The inspiration for the title of "Straight Outta Lynwood" is drawn from Yankovic's California hometown.
"I am, in fact, from the hood. Lynwood is directly adjacent to Compton, where a lot of famous rappers have come from," Yankovic said. "Lynwood doesn't get the props that Compton does, and I just wanted to represent for my homies."
His Lynwood roots may have also contributed to Yankovic's now infamous parody "White & Nerdy," inspired by rapper Chamillionaire's award-winning "Ridin.'"
"Chamillionaire's been great [about the parody]. He's had nothing but wonderful things to say," Yankovic said. "I was just reading USA Today the other day and he says the reason he won a Grammy is because of the 'White & Nerdy' video, because it made it undeniable that "Ridin'" was the biggest song of the year."

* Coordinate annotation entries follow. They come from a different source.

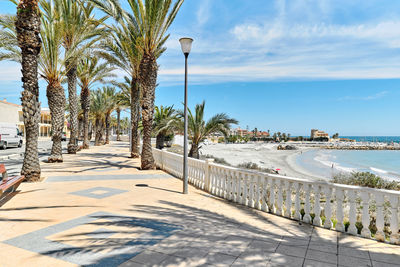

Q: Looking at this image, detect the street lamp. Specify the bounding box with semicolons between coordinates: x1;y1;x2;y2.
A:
179;37;193;194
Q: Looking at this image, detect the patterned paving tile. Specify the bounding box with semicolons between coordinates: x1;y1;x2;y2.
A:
4;212;181;267
70;187;128;199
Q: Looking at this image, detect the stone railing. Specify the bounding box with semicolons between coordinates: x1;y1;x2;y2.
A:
153;149;400;244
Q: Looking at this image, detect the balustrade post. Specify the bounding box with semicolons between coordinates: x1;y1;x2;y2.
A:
261;179;269;212
374;192;385;241
285;181;292;218
242;173;249;206
361;191;371;238
324;185;333;229
303;184;311;223
347;189;357;235
268;178;276;214
294;182;301;220
313;184;322;226
249;174;255;208
256;175;262;210
204;159;214;193
160;148;167;170
390;195;400;244
335;188;345;232
276;179;283;215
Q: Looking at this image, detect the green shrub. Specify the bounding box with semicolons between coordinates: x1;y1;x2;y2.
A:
332;172;400;191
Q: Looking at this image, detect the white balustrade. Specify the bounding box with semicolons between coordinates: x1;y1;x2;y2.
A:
153;149;400;244
313;184;322;226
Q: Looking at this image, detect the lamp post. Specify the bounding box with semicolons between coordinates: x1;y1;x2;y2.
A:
179;37;193;194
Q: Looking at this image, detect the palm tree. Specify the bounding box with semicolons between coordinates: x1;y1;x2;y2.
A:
184;101;238;158
102;86;117;144
153;105;180;149
131;0;183;170
0;0;65;164
92;0;183;169
112;76;130;142
90;89;107;146
39;0;65;162
55;0;107;154
77;53;115;149
92;0;142;158
13;0;42;181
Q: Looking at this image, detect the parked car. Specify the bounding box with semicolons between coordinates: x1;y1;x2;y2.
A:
0;123;23;149
61;133;67;141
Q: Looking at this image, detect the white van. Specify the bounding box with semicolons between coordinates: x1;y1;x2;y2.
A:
0;123;23;149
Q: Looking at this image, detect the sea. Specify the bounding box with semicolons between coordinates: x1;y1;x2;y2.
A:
296;136;400;181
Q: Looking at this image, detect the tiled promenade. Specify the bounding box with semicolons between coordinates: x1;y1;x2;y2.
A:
0;143;400;267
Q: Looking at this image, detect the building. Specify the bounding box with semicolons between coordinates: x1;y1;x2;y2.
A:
310;129;329;140
230;127;250;136
0;99;67;137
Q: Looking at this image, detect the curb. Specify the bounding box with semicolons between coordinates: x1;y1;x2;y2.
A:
0;152;25;160
0;149;51;160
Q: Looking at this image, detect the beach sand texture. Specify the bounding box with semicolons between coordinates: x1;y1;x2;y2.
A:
200;143;327;180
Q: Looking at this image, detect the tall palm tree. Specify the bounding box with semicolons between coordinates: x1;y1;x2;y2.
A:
92;3;142;158
90;89;107;146
39;0;65;162
13;0;42;181
112;76;134;143
91;0;183;169
153;105;180;149
77;53;115;149
184;101;238;158
102;86;117;144
0;0;65;165
130;0;183;170
55;0;107;154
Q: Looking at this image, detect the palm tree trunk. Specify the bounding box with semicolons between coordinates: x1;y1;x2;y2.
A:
66;62;78;154
94;119;102;146
81;87;90;149
156;134;165;149
46;83;65;163
189;143;200;159
131;77;140;158
117;108;121;141
106;113;110;144
15;0;42;181
139;53;158;170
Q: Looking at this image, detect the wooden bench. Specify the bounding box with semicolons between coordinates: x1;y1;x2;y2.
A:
0;164;25;200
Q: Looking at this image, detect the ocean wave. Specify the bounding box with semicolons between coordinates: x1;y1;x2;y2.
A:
369;167;389;174
314;153;357;172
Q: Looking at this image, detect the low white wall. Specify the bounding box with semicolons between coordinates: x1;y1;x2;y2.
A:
153;149;400;244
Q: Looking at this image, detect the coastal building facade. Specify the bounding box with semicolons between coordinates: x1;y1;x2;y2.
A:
0;99;68;137
310;129;329;140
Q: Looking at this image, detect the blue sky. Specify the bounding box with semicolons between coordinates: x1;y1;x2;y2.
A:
0;0;400;135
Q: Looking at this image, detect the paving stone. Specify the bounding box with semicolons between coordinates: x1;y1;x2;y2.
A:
306;249;337;265
338;254;372;267
308;241;337;254
247;240;279;252
267;253;304;267
372;261;400;267
281;237;310;247
205;252;236;266
303;259;337;267
276;244;307;258
131;250;168;265
369;252;400;265
339;246;369;259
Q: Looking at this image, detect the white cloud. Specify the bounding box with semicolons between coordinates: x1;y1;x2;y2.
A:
196;0;211;26
338;91;389;101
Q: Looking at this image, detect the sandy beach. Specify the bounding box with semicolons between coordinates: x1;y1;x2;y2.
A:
200;143;326;180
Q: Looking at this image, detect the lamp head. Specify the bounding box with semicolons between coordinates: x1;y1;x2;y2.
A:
179;37;193;55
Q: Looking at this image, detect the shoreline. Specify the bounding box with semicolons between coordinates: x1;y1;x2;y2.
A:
200;143;329;181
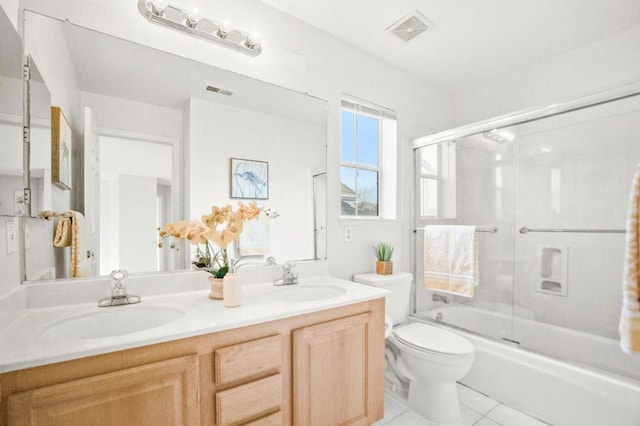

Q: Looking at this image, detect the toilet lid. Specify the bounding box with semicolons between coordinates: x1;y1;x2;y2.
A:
393;322;474;355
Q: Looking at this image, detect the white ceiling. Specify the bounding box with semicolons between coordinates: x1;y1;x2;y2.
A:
262;0;640;91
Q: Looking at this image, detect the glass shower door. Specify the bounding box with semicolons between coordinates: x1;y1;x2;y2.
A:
415;133;516;340
513;96;640;378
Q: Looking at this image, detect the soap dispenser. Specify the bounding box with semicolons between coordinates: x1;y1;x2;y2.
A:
222;260;242;308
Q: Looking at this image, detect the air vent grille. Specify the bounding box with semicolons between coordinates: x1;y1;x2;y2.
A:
207;86;233;96
387;10;435;42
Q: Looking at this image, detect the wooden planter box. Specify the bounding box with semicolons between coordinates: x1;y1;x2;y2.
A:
376;260;393;275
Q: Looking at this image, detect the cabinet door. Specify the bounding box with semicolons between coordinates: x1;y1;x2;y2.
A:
293;312;384;426
8;355;200;426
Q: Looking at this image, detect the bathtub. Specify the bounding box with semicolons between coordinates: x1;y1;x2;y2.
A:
412;304;640;426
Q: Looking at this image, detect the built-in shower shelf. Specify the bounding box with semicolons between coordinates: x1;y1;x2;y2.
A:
536;246;569;296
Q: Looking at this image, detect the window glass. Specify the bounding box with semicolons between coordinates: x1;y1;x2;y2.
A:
340;166;356;216
340;98;397;218
356;115;380;167
356;169;378;216
420;145;439;175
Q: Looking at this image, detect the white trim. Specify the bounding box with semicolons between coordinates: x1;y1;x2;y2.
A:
338;216;402;226
96;127;180;146
412;81;640;151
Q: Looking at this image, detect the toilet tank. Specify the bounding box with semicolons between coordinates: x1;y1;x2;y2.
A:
353;272;413;325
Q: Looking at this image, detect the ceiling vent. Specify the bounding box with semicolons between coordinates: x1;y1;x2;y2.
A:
207;86;233;96
387;10;435;42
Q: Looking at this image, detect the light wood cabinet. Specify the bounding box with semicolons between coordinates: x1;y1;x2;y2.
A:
0;299;384;426
293;312;381;425
8;355;199;426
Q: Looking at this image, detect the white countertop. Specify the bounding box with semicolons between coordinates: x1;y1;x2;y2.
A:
0;276;387;373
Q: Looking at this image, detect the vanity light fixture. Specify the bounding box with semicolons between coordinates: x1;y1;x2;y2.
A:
138;0;262;56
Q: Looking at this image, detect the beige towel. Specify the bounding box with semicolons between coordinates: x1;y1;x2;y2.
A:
424;225;478;297
53;210;91;277
618;166;640;353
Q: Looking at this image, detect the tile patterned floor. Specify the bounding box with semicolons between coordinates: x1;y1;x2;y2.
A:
375;384;549;426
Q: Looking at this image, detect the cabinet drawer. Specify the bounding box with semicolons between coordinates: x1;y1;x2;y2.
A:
216;374;282;426
214;335;282;386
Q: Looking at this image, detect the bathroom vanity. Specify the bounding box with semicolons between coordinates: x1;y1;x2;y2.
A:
0;278;384;426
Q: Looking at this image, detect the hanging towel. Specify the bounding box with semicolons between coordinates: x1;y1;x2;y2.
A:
424;225;478;297
53;210;91;277
618;165;640;354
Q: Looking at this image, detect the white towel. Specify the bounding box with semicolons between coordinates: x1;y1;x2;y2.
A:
424;225;479;297
618;166;640;354
53;210;91;277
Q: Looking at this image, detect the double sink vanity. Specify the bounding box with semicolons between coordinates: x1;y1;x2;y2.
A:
0;267;385;426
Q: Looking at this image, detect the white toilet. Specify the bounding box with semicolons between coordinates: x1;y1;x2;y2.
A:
353;273;475;424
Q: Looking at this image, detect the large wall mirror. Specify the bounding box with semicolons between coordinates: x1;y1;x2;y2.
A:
0;9;49;216
24;11;327;280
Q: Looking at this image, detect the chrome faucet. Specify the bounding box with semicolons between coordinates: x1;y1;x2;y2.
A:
273;262;298;285
431;293;449;303
98;269;141;308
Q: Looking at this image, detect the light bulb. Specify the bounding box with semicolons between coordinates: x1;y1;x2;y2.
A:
244;33;260;49
217;21;231;38
151;0;169;16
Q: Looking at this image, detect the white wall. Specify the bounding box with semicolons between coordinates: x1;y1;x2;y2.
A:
81;91;182;140
23;0;452;278
24;13;77;216
118;175;158;272
187;98;326;262
455;26;640;125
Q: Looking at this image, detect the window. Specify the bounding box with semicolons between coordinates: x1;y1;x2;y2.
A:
416;141;456;219
340;99;396;217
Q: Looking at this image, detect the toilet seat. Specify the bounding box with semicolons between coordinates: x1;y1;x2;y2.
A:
393;322;474;355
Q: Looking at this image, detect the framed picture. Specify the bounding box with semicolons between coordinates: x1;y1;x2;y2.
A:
51;106;71;189
230;158;269;200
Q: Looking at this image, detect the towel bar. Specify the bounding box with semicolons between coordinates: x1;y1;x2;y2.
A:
518;226;627;235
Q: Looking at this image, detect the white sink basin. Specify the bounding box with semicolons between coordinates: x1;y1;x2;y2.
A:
42;305;184;339
268;284;347;302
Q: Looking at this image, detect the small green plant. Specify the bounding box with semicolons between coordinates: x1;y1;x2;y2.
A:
373;242;393;262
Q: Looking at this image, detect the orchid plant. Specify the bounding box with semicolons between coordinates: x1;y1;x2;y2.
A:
158;201;269;278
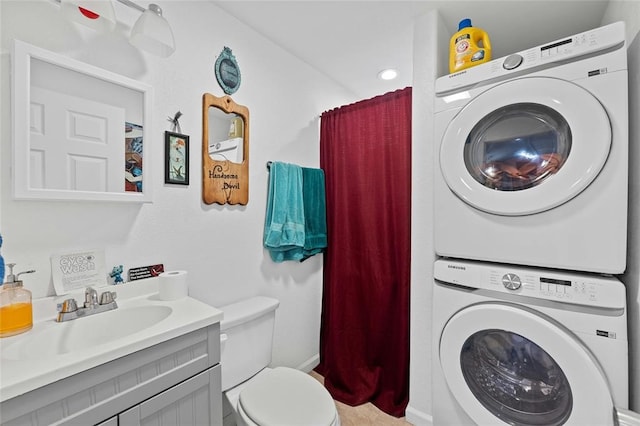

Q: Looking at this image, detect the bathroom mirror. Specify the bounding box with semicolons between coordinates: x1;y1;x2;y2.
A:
12;40;153;202
202;93;249;205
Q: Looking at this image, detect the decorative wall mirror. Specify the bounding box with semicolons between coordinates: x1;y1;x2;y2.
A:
12;40;153;202
202;93;249;205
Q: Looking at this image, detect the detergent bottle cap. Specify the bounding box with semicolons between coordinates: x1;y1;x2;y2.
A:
458;18;472;31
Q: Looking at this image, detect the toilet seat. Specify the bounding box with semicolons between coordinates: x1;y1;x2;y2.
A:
238;367;337;426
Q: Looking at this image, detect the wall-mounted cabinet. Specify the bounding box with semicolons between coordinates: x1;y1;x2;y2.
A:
11;40;153;202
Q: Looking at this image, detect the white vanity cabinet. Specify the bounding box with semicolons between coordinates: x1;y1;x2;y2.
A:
0;323;222;426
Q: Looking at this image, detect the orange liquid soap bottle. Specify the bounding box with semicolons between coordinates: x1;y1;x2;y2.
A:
0;263;35;337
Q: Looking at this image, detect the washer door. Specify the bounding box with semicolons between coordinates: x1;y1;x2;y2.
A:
440;77;611;216
439;302;613;426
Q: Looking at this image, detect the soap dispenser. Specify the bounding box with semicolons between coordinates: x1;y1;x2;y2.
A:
0;263;35;337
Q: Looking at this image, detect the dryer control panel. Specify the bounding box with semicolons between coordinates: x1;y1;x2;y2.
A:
434;259;626;309
435;22;625;97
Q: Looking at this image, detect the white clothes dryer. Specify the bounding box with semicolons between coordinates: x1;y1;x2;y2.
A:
434;22;628;274
432;259;628;426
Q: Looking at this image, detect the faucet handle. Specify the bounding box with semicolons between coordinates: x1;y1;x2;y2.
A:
100;291;117;305
84;287;98;308
58;299;78;313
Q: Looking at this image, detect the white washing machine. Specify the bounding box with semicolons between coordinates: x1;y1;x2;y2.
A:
432;259;640;426
434;22;628;274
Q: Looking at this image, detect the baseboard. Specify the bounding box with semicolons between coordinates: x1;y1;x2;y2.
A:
296;354;320;373
405;406;433;426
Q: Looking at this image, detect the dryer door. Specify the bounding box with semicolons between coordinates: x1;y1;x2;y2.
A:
439;302;613;426
440;77;611;216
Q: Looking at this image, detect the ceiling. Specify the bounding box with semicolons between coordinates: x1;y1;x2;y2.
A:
212;0;609;99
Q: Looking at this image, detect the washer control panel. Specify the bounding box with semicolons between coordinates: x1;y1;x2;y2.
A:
434;259;626;308
435;22;626;97
502;274;522;290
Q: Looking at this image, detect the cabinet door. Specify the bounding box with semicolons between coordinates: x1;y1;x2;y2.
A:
119;365;222;426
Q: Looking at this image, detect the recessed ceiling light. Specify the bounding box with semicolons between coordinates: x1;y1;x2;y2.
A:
378;68;398;80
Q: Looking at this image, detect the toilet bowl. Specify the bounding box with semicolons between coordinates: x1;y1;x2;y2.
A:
220;297;340;426
616;408;640;426
225;367;340;426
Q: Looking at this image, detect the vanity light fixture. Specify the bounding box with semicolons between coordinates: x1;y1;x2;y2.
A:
55;0;176;58
60;0;116;31
378;68;398;80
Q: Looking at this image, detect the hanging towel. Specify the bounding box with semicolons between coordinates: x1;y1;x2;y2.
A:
264;161;305;262
300;167;327;262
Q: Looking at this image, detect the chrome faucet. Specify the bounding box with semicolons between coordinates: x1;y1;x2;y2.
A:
56;287;118;322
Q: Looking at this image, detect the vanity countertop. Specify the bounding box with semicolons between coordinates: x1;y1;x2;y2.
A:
0;278;223;401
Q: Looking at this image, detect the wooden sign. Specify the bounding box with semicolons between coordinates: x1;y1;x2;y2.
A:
202;93;249;205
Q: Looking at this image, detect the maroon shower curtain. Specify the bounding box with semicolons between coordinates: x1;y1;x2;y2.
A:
316;87;411;417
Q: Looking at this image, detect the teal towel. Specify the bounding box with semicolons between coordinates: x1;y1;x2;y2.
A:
264;161;305;262
301;167;327;261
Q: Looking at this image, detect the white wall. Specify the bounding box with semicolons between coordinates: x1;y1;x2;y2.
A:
406;11;449;425
602;0;640;411
0;0;357;368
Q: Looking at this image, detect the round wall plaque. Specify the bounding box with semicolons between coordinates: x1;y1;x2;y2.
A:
215;46;240;95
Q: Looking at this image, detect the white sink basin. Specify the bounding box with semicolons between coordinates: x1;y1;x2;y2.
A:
2;305;172;360
0;280;223;401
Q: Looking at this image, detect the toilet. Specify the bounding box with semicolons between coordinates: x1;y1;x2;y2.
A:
219;296;340;426
614;408;640;426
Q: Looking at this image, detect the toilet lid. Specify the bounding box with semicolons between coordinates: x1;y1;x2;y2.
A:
239;367;336;426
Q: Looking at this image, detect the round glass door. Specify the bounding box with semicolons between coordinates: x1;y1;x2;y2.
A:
463;103;571;191
438;302;613;426
440;77;611;216
460;330;573;426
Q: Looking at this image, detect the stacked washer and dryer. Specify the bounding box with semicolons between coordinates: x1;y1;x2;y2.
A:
433;22;640;426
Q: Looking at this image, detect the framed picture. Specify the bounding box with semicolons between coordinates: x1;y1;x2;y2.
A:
164;132;189;185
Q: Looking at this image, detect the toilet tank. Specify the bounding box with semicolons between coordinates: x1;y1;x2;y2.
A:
219;296;280;391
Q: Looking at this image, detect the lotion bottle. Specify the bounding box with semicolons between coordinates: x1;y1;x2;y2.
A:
0;263;35;337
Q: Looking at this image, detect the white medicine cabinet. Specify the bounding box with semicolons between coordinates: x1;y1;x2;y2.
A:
11;40;153;203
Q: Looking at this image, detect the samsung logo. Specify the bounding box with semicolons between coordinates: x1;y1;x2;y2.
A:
447;265;467;271
449;71;467;78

Not only may it have contributed to Chamillionaire's Grammy win, the "White & Nerdy" video also showcased a talent not many people may realize Yankovic has -- he directed the video himself.
"I've done all of my own live action videos since 1992, and I've directed videos for other artists like Ben Folds, Hanson, the Black Crows," Yankovic said.
In addition to the live action videos he directs himself, Yankovic also released several animated videos for "Straight Outta Lynwood."
"I'm a big fan of animation. I love the medium, and it seems to work well with a lot of my songs," he said.
Another thing fans might not know about Yankovic is that about half of his songs are original nonparodies.
"I'm known as the parody guy. Most of my videos and singles are the parodies, [but] in fact half my stuff is original. It's hopefully funny, but just not based on somebody else's song," he said. "It may sound like another artist, they're pastiches, a lot of them. On the new album there's a Brian Wilson homage ... the previous album there was a tribute to Frank Zappa. I sometimes like to get into the head of another artist and write a song in their style that may be just a little bit more twisted."
Yankovic began parodying songs at a young age.
I think every kid in the universe listens to the radio and makes fun of the songs with their friends and that was me," he said. "It was just one of those phases that I never grew out of."
He first adopted his famous moniker in college.
"I took ['Weird Al'] on professionally when I did the college campus radio station. Everybody had some kind of wacky name like 'Macho Mike' or 'The Captain' and 'Weird Al' seemed to work and it just kind of stuck," he said.
And what's his secret to picking which song he wants to parody?
"There's no hardset parameters. Generally, I'll take a copy of Billboard magazine and tape it on the wall and throw darts, and wherever it lands, I'm like, 'That's a good one!'" Yankovic said.